Pasó un buen rato sentada, rodeando las rodillas con los brazos, sin hacer nada, salvo respirar.
Al fin consiguió ponerse de pie. Tenía que tomar una decisión. Hacia el norte o hacia el sur. Caminar hacia el sur equivaldría a rendirse. Darle la espalda a lo que había ido a buscar.
Consultó la brújula y se puso en marcha hacia el norte.
Llevaba una hora de camino cuando su cuerpo empezó a perder la rigidez. En su lugar, empezó un dolor lacerante que se repetía con cada paso que daban sus botas repletas de agua, pero Chey se contentaba con hacer muecas de sufrimiento.

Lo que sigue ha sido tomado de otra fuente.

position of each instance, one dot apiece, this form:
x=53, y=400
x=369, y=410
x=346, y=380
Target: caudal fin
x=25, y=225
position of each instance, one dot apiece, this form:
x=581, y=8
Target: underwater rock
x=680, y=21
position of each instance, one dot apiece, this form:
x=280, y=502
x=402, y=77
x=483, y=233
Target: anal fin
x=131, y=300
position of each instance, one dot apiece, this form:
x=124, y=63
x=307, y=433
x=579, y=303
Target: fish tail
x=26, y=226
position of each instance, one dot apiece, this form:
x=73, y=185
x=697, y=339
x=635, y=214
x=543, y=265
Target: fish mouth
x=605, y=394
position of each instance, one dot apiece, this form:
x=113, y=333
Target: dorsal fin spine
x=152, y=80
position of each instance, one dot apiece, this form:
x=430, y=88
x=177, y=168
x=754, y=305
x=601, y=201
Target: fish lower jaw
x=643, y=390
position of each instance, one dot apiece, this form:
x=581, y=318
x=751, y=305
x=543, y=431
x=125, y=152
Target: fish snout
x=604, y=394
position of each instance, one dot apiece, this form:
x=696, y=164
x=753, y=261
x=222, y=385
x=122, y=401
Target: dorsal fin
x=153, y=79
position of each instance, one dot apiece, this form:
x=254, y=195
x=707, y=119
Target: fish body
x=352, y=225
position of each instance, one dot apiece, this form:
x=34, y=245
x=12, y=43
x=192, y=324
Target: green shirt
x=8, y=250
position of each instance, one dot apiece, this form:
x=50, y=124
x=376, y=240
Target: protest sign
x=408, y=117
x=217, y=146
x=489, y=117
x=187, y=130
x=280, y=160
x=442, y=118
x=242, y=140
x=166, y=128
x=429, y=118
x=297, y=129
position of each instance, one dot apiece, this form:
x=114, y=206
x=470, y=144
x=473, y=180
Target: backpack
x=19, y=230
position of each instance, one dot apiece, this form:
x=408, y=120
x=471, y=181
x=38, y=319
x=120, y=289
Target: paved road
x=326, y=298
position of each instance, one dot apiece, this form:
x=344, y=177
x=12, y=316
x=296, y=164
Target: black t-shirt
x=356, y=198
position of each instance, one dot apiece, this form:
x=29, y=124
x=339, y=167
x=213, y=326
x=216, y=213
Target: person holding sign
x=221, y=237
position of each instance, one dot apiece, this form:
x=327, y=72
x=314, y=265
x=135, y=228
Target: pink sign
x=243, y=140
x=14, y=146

Anduvo por entre los árboles hasta que sintió que iba a desplomarse por el agotamiento. El sol aún refulgía en su cénit sobre las ramas verdes y amarillas, pero Chey no pudo dar ni un paso más, así que se sentó en el suelo. Sintió el deseo de pasarse un rato llorando, pero llegó a la conclusión de que no le quedaban fuerzas ni para eso. Así que desenvolvió una de las barritas energéticas y se la comió. En cuanto hubo terminado, se puso de nuevo en pie y volvió a caminar, porque no podía hacer otra cosa. No había nada que pudiera aliviar su situación.
El tiempo no tenía mucho sentido entre los árboles, porque todo parecía igual, y cada uno de los pasos que daba Chey parecía totalmente idéntico al anterior. Sin embargo, al fin oscureció.
Siguió caminando.
Hasta que tuvo la impresión de haber oído algo. Una pisada sobre la nieve, quizás. O tal vez fuera el sonido de una criatura que respiraba. Una criatura no humana.